A standard racetrack is given.

Let *P*_{1} be a point on the segment *AB* between *A* and *B* .

Let *R*_{1} be the endpoint of a perpendicular segment of length *h/4* at *P*_{1}.

Draw the segments *AR*_{1} and *R*_{1}B.

The linear path through the points *A**,* *R*_{1} *and* *B* is one side of the “new” racetrack. It replaces the old segment, *AB*, of the standard racetrack.

Without rotation, slide *triangle AR*_{1}B so that *AB* lies on the segment *CD* so that point *A* lays on the point*D* and the point *B* lays on the point *C***.**

The poin*t R*_{1} covers a point. Call it, *S*_{1}.

Draw the segments *DS*_{1} and *S*_{1}C.

The path along the segments *DS*_{1} and *S*_{1}C is the second side of the “new” racetrack.

The **new racetrack** is the path composed of the two semicircular ends; the linear segments through the points *A, R*_{1}, *and* *B;* and the linear segments through the points *D, S*_{1} *and* *C* .

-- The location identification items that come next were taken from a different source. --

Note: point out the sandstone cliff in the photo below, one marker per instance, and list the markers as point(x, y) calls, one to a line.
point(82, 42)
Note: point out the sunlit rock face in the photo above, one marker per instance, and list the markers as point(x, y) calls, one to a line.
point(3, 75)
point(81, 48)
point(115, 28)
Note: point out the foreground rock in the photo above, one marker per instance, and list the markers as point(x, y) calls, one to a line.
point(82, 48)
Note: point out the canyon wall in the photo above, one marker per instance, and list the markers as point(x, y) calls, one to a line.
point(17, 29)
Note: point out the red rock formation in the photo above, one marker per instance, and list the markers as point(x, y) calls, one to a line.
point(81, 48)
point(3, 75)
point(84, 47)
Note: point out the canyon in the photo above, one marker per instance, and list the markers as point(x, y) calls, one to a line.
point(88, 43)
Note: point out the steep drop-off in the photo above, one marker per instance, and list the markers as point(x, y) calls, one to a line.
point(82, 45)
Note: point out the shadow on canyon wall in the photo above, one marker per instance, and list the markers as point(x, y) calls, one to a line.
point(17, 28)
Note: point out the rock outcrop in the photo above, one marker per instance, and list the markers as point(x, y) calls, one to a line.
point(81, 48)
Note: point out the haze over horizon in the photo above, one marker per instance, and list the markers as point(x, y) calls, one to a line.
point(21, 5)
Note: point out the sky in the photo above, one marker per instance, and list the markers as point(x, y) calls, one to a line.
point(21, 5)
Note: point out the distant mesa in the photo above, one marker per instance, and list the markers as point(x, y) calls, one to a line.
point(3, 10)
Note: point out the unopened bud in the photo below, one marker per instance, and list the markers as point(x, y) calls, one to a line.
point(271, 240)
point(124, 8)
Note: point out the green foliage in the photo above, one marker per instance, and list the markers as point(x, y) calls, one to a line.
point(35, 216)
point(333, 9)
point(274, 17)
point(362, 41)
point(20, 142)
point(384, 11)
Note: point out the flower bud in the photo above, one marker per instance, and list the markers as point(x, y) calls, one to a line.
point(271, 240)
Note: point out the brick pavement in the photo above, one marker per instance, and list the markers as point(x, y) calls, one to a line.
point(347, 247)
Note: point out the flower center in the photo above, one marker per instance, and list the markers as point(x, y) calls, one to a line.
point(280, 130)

**Compute the area of the greens in the standard racetrack and the area of the greens in the new racetrack. Compare the length of the standard racetrack to the length of the new racetrack? Give reasons for your answers.**

**A thought question**

In the construction of the new racetrack, there were two choices for the point *R*_{1}. Suppose the other choice for *R*_{1} were selected. Correspondingly, a different choice would have to be made for *S*_{1}**.** What effect would these choices have on your answers to the previous questions?

**ACTIVITY 3:** A sequence of racetracks: the greens of all the members have equal area but the lengths of the members increase

Given a standard racetrack. Let *P*_{1} and *P*_{2} be two points on *AB* that are strictly between the points, *A*and *B*. Further assume *P*_{2} is between *P*_{1} and *B*.

On the perpendicular to *AB* at *P*_{1} choose a point at a distance *h/4*^{1} from *P*_{1} and call it *R*_{1}**.**

On the perpendicular to *AB* at *P*_{2} choose a point at a distance *h/4*^{2} from *P*_{2} on the opposite side of *AB*as *R*_{1}**.** Call the point *R*_{2}

Draw the segments: *A R*_{1}, *R*_{1}R_{2} , R_{2}B**.** This path along these segments is one side of the new racetrack.

Without rotation, slide this new side so that the point *A* lies on *D* and the point *B* lays on *C*.

Call the point that *R*_{1} covers *S*_{1} and call the point that cover, *R*_{2} covers *S*_{2} .

Draw the segments: *DS*_{1}, S_{1}S_{2}, , S_{2}C . This path along these segments is the second side of the new racetrack.

We now have three racetracks: the standard racetrack; the racetrack obtained in **Activity 2** from the standard race track by using only *P*_{1} ; and finally the racetrack constructed by using *P*_{1} and *P*_{2}.

**Compute the area of the greens in these three racetracks? Compare the lengths of these three racetracks? Give reasons for your answer.**

**Give a method to construct a sequence of new racetracks the lengths of all its members increase but the areas of all the greens are equal ?**

**ACTIVITY 4: Optional**

The following facts can be used to demonstrate that the lengths of the linear segments in a constructed sequence can never be larger that a certain number. See geometric sums.

1. *If x* *and* *y* *are real numbers then* *√(x*^{2}+y^{2}) ≤ |x|+|y*|.*

2. *Hint: Square each side of the inequality. Or interpret x* *and* *y* *to be the lengths of sides of a triangle.*

The construction in this enrichment guarantees that the areas of all greens will be equal to the area of the standard track. Further this construction yields that the length of all of the racetracks has an upper limit regardless of the number of linear segments on a side.

It is predictable that the lengths of the racetracks increase. But that the greens all have equal areas is not evident. Only through further investigation is it evident. Use this observation to discuss the wisdom of judging others.